How much can one person cope with before they reach breaking point? People let things get on top of them all the time. And your first reaction is to be proactive. Arrange things. Sort out that job, do the research for that essay, or even worse, ESSAYS. Forget about your girlfriend. Except you can’t. Most things can be done, it’s just a question of doing them, but you can’t fix things with your boy/girlfriend just like ‘that’. Maybe you’ve agreed you both need a break, or one of you has had enough but the other can’t let go, or maybe you’re both just not happy but either one or both of you can’t bear to be without each other. Maybe you don’t even know what the situation is. Whatever the reason, you find your relationship is in limbo. And you can’t deal. You’re not even aware you’re thinking about it but you can’t do anything without it being on your mind.. like a big grey cloud following you around with rain, teasing you with a rainbow, that may or may not eventually appear.

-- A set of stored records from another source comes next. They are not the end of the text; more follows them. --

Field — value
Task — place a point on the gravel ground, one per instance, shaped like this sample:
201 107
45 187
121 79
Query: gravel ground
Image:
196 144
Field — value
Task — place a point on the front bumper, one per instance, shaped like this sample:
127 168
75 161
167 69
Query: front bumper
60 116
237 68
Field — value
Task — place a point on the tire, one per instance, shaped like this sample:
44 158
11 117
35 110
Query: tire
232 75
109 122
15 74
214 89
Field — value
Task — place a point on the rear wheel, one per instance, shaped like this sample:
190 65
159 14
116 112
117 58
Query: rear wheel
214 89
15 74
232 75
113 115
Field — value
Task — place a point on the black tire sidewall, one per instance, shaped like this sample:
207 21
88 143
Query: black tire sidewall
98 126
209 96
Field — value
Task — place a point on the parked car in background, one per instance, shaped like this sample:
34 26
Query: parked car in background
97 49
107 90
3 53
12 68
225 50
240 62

You have too many priorities at the moment and you start letting them slide.. then the guilt kicks in, and you start stressing over that as well. You try to focus on one thing, but it just doesn’t happen. As much as you try to concentrate, get into the mind set, you find yourself not being able to string sentences together. It takes you over two hours to write an introduction for an essay, that is quite frankly, turning you insane. Making you think about things in a way that almost make your brain hurt. You know you have a deadline, you know that you can do it, but you just can’t help thinking that everything is a mess. You’re living in complete chaos. It may seem calm on the outside, but inside you’re screaming. You think that you can focus on one thing at a time.. essay, job, relationship, but the truth is you can’t. It’s all going on at the same time, and affecting your ability to make any important decisions. About anything.

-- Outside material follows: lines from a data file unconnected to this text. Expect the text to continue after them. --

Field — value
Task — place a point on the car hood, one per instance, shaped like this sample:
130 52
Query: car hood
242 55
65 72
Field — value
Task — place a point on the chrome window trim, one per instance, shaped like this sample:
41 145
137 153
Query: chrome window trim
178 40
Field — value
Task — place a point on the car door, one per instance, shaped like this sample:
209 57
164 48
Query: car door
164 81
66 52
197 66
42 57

You find yourself feeling out of character, you feel that any normal person would be able to cope with what’s going on. And normally YOU would. But even you don’t know what is best for you any more. Or even what you want. You have to take the good with the bad, but what do you do when the bad begins to outweigh the good? And the more you think about it it’s more your fault.. or is it?

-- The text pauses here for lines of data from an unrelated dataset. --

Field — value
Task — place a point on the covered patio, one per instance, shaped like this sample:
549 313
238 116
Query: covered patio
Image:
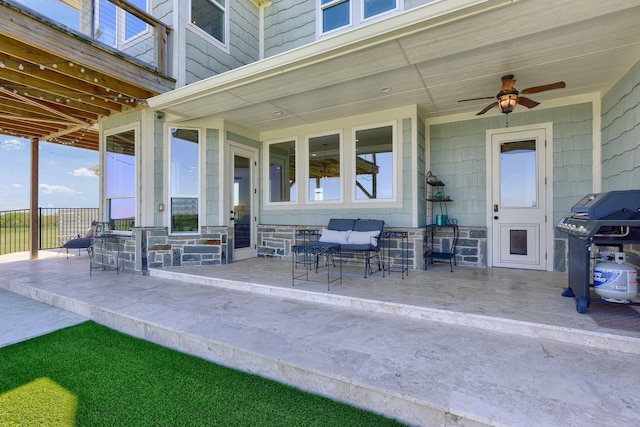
473 347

A relationship can only be fixed on both sides. You can’t just do something and it’s problem solved. You need to stop being selfish, change your perspective. it’s not just you in the picture any more. Maybe you have made mistakes, maybe you have interpreted situations and and acted wrongly. Maybe they’re saying the damage is done. But you don’t believe it. Because no matter how bad you think things are between you, you know that there is still hope. Not just hope for you, as a person. But hope that you can both be in the relationship you want. Together. And there you find your motivation. Because only when that essay is done and that job is saved will you feel yourself again to realize what you want, and sort it. For both of your sakes.
Like most things, it’s all about balance. Take things one step at a time, yes. But also keep in mind the bigger picture.. just don’t let it take over. I heard somewhere that apparently in the centre of a tornado, there’s nothing. Just calmness. We just need to find the calm within all the chaos, and stay there. At least until the storm passes. The dust will settle, sometimes it’s just a case of waiting it out.